“Pai Spínola que estais em Belém…” – o português sempre foi mestre em trocadilhos, está confirmado.
O 25 de Abril trouxe, acima de tudo, liberdade.
Liberdade para falar, liberdade para reunir. Liberdade para criar, liberdade para escrever.
Foi durante a recolha de conteúdos para os nossos artigos sobre os 50 anos da Revolução dos Cravos, que nos cruzámos com algo inesperado: um Pai Nosso e um Evangelho – adaptados ao que estava a acontecer durante o Processo Revolucionário em Curso (PREC).
A criação e a escrita juntas, em duas páginas A5. A liberdade naquelas duas páginas.
A primeira parte é um Pai Nosso que começa com “Pai Spínola”. A segunda parte é um Evangelho daquele tempo, igualmente encaixado no contexto do PREC.

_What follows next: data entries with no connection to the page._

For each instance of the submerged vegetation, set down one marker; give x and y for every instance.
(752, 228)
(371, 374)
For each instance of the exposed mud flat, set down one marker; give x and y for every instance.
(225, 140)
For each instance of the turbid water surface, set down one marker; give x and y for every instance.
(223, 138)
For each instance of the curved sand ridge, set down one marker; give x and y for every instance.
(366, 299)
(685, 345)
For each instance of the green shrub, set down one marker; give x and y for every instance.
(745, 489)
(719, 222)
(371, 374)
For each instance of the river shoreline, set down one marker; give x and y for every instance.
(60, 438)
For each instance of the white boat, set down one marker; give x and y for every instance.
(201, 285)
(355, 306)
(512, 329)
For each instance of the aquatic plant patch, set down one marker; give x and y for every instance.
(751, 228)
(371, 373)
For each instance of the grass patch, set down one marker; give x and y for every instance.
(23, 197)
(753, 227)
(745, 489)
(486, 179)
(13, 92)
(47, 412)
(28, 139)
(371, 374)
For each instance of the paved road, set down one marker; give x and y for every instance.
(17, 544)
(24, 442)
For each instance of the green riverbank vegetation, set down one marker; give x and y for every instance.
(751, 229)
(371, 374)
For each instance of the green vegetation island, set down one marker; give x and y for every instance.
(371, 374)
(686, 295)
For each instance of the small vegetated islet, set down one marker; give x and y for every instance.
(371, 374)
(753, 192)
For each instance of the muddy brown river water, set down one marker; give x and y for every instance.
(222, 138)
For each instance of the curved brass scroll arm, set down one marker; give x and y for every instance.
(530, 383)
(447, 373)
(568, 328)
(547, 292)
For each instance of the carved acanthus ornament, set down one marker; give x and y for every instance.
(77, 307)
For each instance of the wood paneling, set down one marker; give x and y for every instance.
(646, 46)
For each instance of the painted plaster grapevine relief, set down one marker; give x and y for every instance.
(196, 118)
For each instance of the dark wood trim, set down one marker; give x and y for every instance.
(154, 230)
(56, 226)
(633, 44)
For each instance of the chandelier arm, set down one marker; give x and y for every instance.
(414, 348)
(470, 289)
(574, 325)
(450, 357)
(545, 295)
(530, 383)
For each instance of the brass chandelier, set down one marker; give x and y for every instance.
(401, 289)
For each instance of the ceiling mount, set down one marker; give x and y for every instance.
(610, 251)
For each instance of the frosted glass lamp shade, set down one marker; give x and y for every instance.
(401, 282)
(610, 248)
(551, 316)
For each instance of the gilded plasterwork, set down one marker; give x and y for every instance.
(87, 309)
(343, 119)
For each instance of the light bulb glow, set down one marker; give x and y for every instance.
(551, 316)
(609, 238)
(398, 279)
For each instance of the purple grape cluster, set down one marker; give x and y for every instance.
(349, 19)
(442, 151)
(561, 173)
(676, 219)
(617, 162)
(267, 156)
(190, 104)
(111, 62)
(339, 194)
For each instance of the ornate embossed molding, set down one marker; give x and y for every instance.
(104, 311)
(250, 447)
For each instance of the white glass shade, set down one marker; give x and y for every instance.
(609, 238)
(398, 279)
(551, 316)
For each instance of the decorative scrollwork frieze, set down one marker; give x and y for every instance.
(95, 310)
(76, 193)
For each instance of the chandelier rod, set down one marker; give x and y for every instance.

Os dois são dedicados a António de Spínola, o primeiro Presidente da República depois do 25 de Abril de 1974. Com espaço para um suposto diálogo, não entre Pilatos e Jesus Cristo, mas sim entre Spínola e Marcello Caetano, com o revolucionário Hermínio da Palma Inácio a substituir Barrabás no meio da conversa.
Como se vê nas fotografias acima, foi tudo escrito à mão; há quase 50 anos.
Pai Nosso
Pai Spínola que estais em Belém, abençoado seja o vosso movimento venha a nós o vosso governo, seja feita a vossa vontade, assim na Metrópole como no Ultramar.
Dai-nos o que esperamos há 48 anos, perdoai as nossas libertinagens, assim como nós perdoamos aos nossos escravis(z)adores.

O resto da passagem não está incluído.